DECADE	TV/MOVIES	FICTION	POPULAR MAGAZINES	NEWSPAPERS	NON-FICTION BOOKS	TOTAL	% FICTION	% FIC (TV/MOV)
1820s		3,778,554	1,730,991		1,471,844	6,981,389	54.1%	54.1%
1830s		7,492,464	3,158,784		3,060,039	13,711,287	54.6%	54.6%
1840s		8,615,569	3,584,996		3,606,482	15,807,047	54.5%	54.5%
1850s		9,175,764	4,243,240		3,116,999	16,536,003	55.5%	55.5%
1860s		9,279,356	4,469,061	264,549	2,923,594	16,936,560	54.8%	54.8%
1870s		10,454,445	4,489,558	1,037,506	2,806,958	18,788,467	55.6%	55.6%
1880s		11,204,077	4,489,787	1,368,195	3,005,146	20,067,205	55.8%	55.8%
1890s		11,261,720	4,716,870	1,392,895	3,055,298	20,426,783	55.1%	55.1%
1900s		12,096,794	5,092,923	1,464,317	3,323,216	21,977,250	55.0%	55.0%
1910s		12,266,683	5,727,265	1,548,986	3,560,164	23,103,098	53.1%	53.1%
1920s		12,668,146	6,132,368	3,642,022	3,257,886	25,700,422	49.3%	49.3%
1930s	2,994,552	11,959,731	6,048,788	3,651,557	3,053,251	27,707,879	43.2%	54.0%
1940s	2,888,109	12,030,426	5,841,711	3,567,355	3,072,149	27,399,750	43.9%	54.4%
1950s	4,003,700	12,014,411	5,961,487	3,570,759	3,110,917	28,661,274	41.9%	55.9%
1960s	4,991,777	11,652,761	5,884,357	3,434,402	3,159,379	29,122,676	40.0%	57.2%
1970s	4,982,750	11,652,921	5,767,353	3,402,783	3,023,418	28,829,225	40.4%	57.7%
1980s	4,995,510	11,664,130	5,980,459	4,125,888	3,085,593	29,851,580	39.1%	55.8%
1990s	5,039,323	13,337,688	7,552,995	4,069,742	3,149,570	33,149,318	40.2%	55.4%
2000s	5,078,058	14,624,639	7,813,604	4,116,506	3,189,005	34,821,812	42.0%	56.6%
2010s	5,061,478	15,150,555	7,552,354	4,546,307	3,142,112	35,452,806	42.7%	57.0%
TOTAL	40,035,257	222,380,834	106,238,951	45,203,769	61,173,020	475,031,831

The following are the changes that were made in the 2021 update:

1. A subset of the texts from the Movies and TV corpora were added to the corpus, to provide access to much more informal language.

2. Texts from 2010-2019 were added, to bring the corpus closer to the present.

3. The texts from 1810-1819 were dropped.

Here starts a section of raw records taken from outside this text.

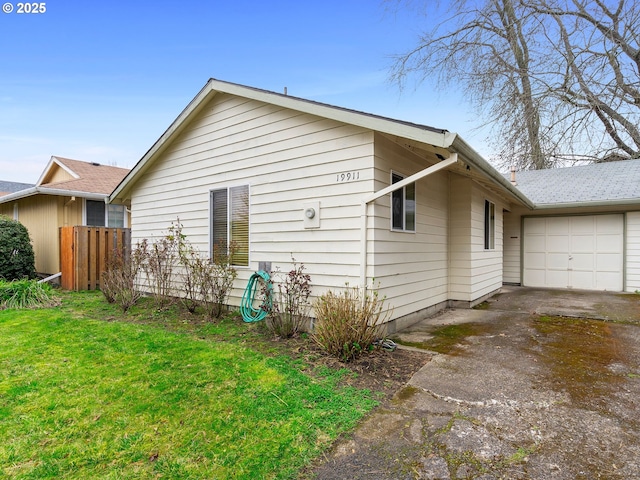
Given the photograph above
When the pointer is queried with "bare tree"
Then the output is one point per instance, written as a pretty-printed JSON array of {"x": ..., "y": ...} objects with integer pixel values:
[
  {"x": 598, "y": 86},
  {"x": 556, "y": 79}
]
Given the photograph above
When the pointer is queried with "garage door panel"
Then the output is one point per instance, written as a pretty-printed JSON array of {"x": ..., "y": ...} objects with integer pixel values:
[
  {"x": 606, "y": 224},
  {"x": 557, "y": 243},
  {"x": 581, "y": 244},
  {"x": 555, "y": 261},
  {"x": 584, "y": 252},
  {"x": 607, "y": 262},
  {"x": 582, "y": 261},
  {"x": 559, "y": 227},
  {"x": 582, "y": 225}
]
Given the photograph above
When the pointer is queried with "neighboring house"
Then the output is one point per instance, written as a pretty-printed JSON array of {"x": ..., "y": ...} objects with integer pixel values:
[
  {"x": 68, "y": 193},
  {"x": 286, "y": 177},
  {"x": 584, "y": 232},
  {"x": 11, "y": 187}
]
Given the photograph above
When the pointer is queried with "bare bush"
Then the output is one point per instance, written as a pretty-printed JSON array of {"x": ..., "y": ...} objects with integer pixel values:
[
  {"x": 119, "y": 280},
  {"x": 290, "y": 306},
  {"x": 348, "y": 323}
]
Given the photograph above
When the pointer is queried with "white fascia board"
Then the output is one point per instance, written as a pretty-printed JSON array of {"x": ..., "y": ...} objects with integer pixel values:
[
  {"x": 54, "y": 160},
  {"x": 372, "y": 122},
  {"x": 633, "y": 202},
  {"x": 474, "y": 159},
  {"x": 18, "y": 195},
  {"x": 437, "y": 138},
  {"x": 51, "y": 191},
  {"x": 176, "y": 127}
]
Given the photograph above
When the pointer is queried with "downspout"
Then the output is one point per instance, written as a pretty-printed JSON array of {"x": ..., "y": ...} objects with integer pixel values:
[{"x": 364, "y": 215}]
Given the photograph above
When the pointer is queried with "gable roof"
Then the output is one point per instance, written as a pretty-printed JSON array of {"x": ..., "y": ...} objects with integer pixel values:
[
  {"x": 12, "y": 187},
  {"x": 436, "y": 139},
  {"x": 610, "y": 183},
  {"x": 81, "y": 179}
]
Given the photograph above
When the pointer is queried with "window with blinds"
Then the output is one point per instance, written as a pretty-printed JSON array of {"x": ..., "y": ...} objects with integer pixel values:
[
  {"x": 489, "y": 225},
  {"x": 403, "y": 206},
  {"x": 230, "y": 222},
  {"x": 95, "y": 213}
]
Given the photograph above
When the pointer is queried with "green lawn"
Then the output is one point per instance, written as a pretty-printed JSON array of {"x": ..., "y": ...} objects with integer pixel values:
[{"x": 87, "y": 393}]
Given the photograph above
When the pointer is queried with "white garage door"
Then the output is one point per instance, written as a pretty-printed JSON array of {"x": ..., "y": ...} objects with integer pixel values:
[{"x": 584, "y": 252}]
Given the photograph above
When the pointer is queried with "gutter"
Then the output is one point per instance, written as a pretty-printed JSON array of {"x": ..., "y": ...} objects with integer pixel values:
[
  {"x": 474, "y": 159},
  {"x": 51, "y": 191},
  {"x": 588, "y": 204}
]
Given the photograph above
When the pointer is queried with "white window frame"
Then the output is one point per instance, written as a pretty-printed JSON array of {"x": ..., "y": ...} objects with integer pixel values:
[
  {"x": 489, "y": 225},
  {"x": 229, "y": 212},
  {"x": 405, "y": 214},
  {"x": 84, "y": 212},
  {"x": 124, "y": 215}
]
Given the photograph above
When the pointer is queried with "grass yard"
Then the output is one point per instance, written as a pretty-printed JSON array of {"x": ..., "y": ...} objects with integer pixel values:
[{"x": 86, "y": 392}]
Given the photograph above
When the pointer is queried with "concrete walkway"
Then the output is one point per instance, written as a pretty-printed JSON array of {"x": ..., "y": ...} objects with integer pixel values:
[{"x": 536, "y": 384}]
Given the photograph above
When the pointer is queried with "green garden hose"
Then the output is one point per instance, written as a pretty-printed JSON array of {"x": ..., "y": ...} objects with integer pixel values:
[{"x": 250, "y": 314}]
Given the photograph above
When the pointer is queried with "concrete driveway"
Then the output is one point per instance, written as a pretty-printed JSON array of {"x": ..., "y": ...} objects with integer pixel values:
[{"x": 534, "y": 384}]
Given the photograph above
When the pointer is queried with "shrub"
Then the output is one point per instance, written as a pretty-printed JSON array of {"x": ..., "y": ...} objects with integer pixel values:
[
  {"x": 206, "y": 282},
  {"x": 348, "y": 323},
  {"x": 159, "y": 260},
  {"x": 119, "y": 280},
  {"x": 17, "y": 260},
  {"x": 218, "y": 280},
  {"x": 290, "y": 301},
  {"x": 26, "y": 294}
]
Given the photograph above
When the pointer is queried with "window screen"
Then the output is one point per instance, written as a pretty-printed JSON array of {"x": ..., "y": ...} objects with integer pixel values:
[{"x": 95, "y": 213}]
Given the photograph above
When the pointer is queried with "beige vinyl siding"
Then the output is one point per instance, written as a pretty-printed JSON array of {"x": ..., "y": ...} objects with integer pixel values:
[
  {"x": 511, "y": 245},
  {"x": 287, "y": 159},
  {"x": 474, "y": 271},
  {"x": 633, "y": 252},
  {"x": 410, "y": 267}
]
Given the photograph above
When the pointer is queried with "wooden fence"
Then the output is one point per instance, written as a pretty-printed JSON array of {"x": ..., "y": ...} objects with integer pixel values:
[{"x": 85, "y": 252}]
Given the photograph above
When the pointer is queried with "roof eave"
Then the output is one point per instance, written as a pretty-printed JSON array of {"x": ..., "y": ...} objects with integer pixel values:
[
  {"x": 589, "y": 204},
  {"x": 438, "y": 138},
  {"x": 52, "y": 191},
  {"x": 474, "y": 159}
]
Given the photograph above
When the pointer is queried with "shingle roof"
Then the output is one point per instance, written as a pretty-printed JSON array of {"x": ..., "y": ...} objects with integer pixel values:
[
  {"x": 11, "y": 187},
  {"x": 599, "y": 182},
  {"x": 93, "y": 177}
]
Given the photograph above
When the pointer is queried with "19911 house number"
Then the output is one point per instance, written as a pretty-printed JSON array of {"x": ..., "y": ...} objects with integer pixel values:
[{"x": 347, "y": 177}]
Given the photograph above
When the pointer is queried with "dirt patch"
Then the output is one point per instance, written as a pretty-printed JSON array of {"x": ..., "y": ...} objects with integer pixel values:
[{"x": 380, "y": 371}]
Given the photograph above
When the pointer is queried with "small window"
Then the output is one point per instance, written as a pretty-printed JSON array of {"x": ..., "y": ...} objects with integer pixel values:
[
  {"x": 489, "y": 225},
  {"x": 95, "y": 211},
  {"x": 230, "y": 221},
  {"x": 403, "y": 206},
  {"x": 115, "y": 216}
]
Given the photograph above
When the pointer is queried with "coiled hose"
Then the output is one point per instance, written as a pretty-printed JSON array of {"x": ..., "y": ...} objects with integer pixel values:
[{"x": 250, "y": 314}]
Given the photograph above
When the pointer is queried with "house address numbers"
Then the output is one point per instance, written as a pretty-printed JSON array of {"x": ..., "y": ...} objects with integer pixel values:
[{"x": 347, "y": 177}]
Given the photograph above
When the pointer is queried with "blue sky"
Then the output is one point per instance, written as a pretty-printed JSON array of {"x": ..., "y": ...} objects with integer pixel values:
[{"x": 101, "y": 80}]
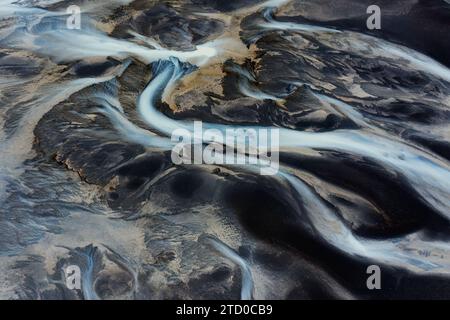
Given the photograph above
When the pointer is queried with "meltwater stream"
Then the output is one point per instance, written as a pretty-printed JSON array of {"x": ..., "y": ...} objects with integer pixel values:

These had fairly poor genre balance and there were only about one million words of data. This is much more than made up for by the 35+ million words from the recent texts from 2010-2019.

4. The textual corpus was cleaned and corrected by researchers from the Univ of Stuttgart.

5. Corrections were made to the metadata for a number of texts, based on feedback from users. For example, a text that originally had a date of 1905 but was actually from the 1950s now has the correct date. This should prevent more "false hits" for words and phrases that seemed to be from an earlier period, but were not.

6. Many duplicate texts were removed.